Thanks for the advice! I want to 2D animate rather than 3D, but I want to learn both so I'll start doing what I can to get the hang of it all
Cool. The world needs more 2d animators. I would try to be one if I could draw better. I’m not going to pretend that I everything about traditional animation but I do have a couple extra notes. Well, ok… more than just a couple.
If your highschool has any computers with flash installed on them, you might want to spend a lot of you time after school there. I haven’t tried any open source or free animation softwares for 2d animation, so I can’t personally recommend anything if you don’t have access to flash, photoshop, or something really crazy like ToonBoom. I did find this page
that talks about a couple though. Of course, flip books work to if you’re out of options.
If you just starting out, or even if your experienced, I would recommend reading “the Animator’s Survival Kit” by Richard Williams. It’s great book that will cover most what you will need to know to animate. Be sure to practice what it teaches too, because just reading it won’t do all that much good. If you’re not interested in any reading I would at least look up the 12 principles of animation. There aren’t a ton of youtube tutorials for animation. There are a couple, like this series of flash tutorials by Harry Partridge
, but not many.
None of these things will help you become a better artist though. So if that’s a concern you’ll need to do a lot of drawing tutorials. Particularly ones on shape/form, perspective, and anatomy if you want your drawings to look believable, even if they are styleized.
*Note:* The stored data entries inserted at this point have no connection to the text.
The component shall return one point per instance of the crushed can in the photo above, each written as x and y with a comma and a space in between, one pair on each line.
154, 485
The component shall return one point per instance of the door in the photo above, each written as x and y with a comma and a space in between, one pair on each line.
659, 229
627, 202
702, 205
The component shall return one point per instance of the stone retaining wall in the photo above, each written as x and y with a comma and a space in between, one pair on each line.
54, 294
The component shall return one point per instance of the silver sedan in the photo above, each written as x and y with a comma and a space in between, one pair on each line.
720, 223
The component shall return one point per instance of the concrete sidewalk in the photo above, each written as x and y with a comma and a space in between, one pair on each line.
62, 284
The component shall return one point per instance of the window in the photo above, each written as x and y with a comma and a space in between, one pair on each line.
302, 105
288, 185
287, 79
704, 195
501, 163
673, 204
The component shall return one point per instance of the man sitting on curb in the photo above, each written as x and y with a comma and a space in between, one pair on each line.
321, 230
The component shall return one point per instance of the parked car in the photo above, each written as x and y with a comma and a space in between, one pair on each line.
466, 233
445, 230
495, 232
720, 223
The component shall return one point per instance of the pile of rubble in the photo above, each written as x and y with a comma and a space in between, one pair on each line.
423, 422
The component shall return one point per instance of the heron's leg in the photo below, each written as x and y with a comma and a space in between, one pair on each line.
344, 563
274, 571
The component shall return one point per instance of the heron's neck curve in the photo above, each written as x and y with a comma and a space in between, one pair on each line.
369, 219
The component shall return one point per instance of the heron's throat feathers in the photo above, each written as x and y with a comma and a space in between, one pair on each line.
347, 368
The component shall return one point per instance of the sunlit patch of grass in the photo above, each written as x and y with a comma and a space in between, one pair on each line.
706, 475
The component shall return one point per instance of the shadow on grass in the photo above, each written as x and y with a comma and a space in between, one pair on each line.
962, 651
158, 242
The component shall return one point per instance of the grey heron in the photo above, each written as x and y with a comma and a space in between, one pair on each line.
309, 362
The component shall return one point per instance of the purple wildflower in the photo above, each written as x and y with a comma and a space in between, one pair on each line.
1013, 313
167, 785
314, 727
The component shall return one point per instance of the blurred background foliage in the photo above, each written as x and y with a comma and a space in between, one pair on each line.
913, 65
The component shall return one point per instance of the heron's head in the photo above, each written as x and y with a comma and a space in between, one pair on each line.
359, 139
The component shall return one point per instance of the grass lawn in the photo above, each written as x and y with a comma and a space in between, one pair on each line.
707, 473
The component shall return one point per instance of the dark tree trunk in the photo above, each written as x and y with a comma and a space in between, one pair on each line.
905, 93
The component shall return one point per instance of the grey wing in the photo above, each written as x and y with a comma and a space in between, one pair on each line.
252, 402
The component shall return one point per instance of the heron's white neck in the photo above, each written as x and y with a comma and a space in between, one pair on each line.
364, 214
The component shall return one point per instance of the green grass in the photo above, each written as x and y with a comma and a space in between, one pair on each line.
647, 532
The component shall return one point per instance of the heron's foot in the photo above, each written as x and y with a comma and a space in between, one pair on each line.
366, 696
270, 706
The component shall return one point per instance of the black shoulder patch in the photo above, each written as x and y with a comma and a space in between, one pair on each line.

Also, I know it sucks, but try to practice some of the fundamentals too. Mastering the bouncing ball and bouncing ball with tail will really help you down the line with timing, spicing and follow though. The biggest hardship you’ll encounter with 2d animation is patience. Things take a lot of time, especially when your starting out and you have to do all your inbetween keys by yourself. If you can’t accept things going at a slow pace, animation might not be for you.
My last piece of advice would be to take some figure drawing classes. I’m a 3d animation but I try to do figure drawing all the time because it teaches you a lot about how the body moves and what it can and can’t do.
A bit of a side note, not so much to do with practice but with your career in general, but be sure to make lots of connections with other 2d animators. Not only will you get good advice from them but it’s a good way to get recommend for job opportunities. Traditional animation is soft of being stomped out by 3d animation so most 2d animators are actually really open to help people starting out.